先日、あるお子さんに小麦の負荷試験を行いました。
最近、当院に来られたばかりでしたが、うどんを少量食べて、じんましんと咳が出たというエピソードをお持ちで、近医を受診し小麦の値が陽性でした。
どのように食事を進めていったらよいか分からずに当院を受診されました。いつものパターンで、検査を受けたのは他の小児科でしたが、まともに相談もできず、それなら紹介してくれればいいのですが、そういう発想もなく、困り果てて口コミで当院を受診されています。

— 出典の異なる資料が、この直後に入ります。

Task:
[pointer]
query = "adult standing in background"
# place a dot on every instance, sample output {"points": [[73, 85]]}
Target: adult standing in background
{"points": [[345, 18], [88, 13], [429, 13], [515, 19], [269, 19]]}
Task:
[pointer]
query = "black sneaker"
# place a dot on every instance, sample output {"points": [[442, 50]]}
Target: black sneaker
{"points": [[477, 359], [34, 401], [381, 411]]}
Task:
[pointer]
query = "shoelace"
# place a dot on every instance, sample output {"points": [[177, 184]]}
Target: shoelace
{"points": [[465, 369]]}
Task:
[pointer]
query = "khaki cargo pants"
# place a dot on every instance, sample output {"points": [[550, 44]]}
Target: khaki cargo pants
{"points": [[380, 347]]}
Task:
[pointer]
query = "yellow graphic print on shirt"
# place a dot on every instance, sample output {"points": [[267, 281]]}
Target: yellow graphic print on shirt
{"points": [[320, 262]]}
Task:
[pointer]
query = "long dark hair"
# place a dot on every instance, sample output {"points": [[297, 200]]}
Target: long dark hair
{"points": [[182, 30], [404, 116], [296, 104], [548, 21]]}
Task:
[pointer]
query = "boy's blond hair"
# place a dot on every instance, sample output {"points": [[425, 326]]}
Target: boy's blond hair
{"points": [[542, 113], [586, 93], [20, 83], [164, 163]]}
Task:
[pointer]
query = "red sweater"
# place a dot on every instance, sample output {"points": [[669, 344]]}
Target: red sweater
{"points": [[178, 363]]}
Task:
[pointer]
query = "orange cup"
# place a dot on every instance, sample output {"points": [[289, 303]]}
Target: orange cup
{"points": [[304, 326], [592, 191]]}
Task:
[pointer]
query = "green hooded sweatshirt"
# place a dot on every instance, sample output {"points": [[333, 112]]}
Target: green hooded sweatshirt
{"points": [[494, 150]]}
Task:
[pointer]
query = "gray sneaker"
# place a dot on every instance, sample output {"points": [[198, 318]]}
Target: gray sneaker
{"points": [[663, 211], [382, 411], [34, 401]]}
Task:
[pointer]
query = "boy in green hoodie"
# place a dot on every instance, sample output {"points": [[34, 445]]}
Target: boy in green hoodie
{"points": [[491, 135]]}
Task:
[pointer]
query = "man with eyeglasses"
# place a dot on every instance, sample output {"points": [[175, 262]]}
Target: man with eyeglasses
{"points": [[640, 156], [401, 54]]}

例えば溶連菌感染症なら、医師からキチンと診断してもらい、特効薬である抗生剤を飲んで回復を待つということになります。じきに改善してしまうので、本人も親御さんもそう苦ではないと思います。ところが、食事にかかわることは、毎日口にしなければならず、成長や発達に関わります。しかもいつ治るか分かりません。自然に任せるには無理があり、プロである小児科医がキチンとアドバイスをしてあげるべきなのです。
その場合、負荷試験は避けられません。食べて症状が出たエピソードから時間が経っていれば、治っているかもしれないし、治っていないにしても、どれくらい食べられるのかを示してあげる必要があります。その上で、どう食べ進めていくかをアドバイスすることになります。
このプロセスを軽んじて、適切なアドバイスから逃げ回っている医師はとても多く、専門医に紹介すらしない姿勢は大きな問題と言えましょう。
この患者さんは、うどんがどれくらい食べられるかを評価するために負荷試験を行ったのですが、残念ながら途中でじんましんと咳が出てきてしまいました。
最近は、食べて慣れさせることが大切とされ、よほどのことがない限り、完全除去にはしません。今回の結果を踏まえ、小麦のクラッカーが1枚程度なら食べられるのではないかと考え、この患者さんには、そういう指導をしました。
親御さんも理解して下さり、帰り際に「クラッカーを買って帰ります」とおっしゃっていました。
完全除去を安易に指導する医師が多い中、専門医とそうでない医師の間に大きな医療レベルの格差があり、場合によっては後の食べられる、食べられないに差が出てきてしまうかもしれないのです。
上越市周辺では、他院の指導がおかしいと気付くと、当院を受診される方も少なくありませんが、県内の他の地域では、なかなか専門医へのルートが閉ざされているようです。
こういう格差も減らしていかなければいけないと思っています。